Story Locations: Why Geneva Matters

Every location in "Blood and Brilliance" is a place I've walked, driven, or camped. I've crossed northern Montana six times - by car, van, train, and motorcycle - even in winter heading to ski at Whitefish. I've camped in Zermatt gazing at the Matterhorn, driven the Rhone Valley, and stayed along Lake Geneva's shores.

The American settings are equally personal. I've driven the entire West Coast from Vancouver to Tijuana, explored every Rocky Mountain national park from Montana to the Grand Canyon, and wandered through Yosemite down to Death Valley. The Central Valley, Reno, the mountain forests - I know these places intimately.

My travels extend beyond the novel's geography: two years stationed in Hawaii as a Marine, three weeks in Kenya during election season, sailing the Florida Keys, crossing the Great Plains countless times. Each place leaves its mark on how you see the world.

But I deliberately started this story in Geneva, not San Francisco.

Silicon Valley's AI culture is powerful and fascinating - I follow it closely, read books by its famous creators. But starting there would have constrained Q's development.
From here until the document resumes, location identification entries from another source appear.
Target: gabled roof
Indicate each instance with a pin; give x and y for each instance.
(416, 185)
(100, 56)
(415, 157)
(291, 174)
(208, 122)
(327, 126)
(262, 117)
The academic and startup ecosystem would have pulled my AI character toward existing models rather than something genuinely different.

Geneva offered creative freedom. Away from Silicon Valley's gravitational pull, I could explore brain chips inspired by Neuralink, but develop them along unexpected paths. The Rutgers could meet at Baby-Plage beach, Marguerite could wear her scarlet bracelet, and Q could evolve from European scientific collaboration rather than venture capital pressure.

This geographical choice shaped everything. Q emerges from careful scientific need, not market disruption. The story spans from Alpine valleys to the Wild Village near the Northern Rockies, where eventually the first European castle with rock walls rises in America - a fusion of Old World craftsmanship and New World wilderness.

Sometimes you need distance to see clearly. Geneva gave me that distance, letting me wonder, wander, and behold possibilities that Silicon Valley's proximity might have obscured.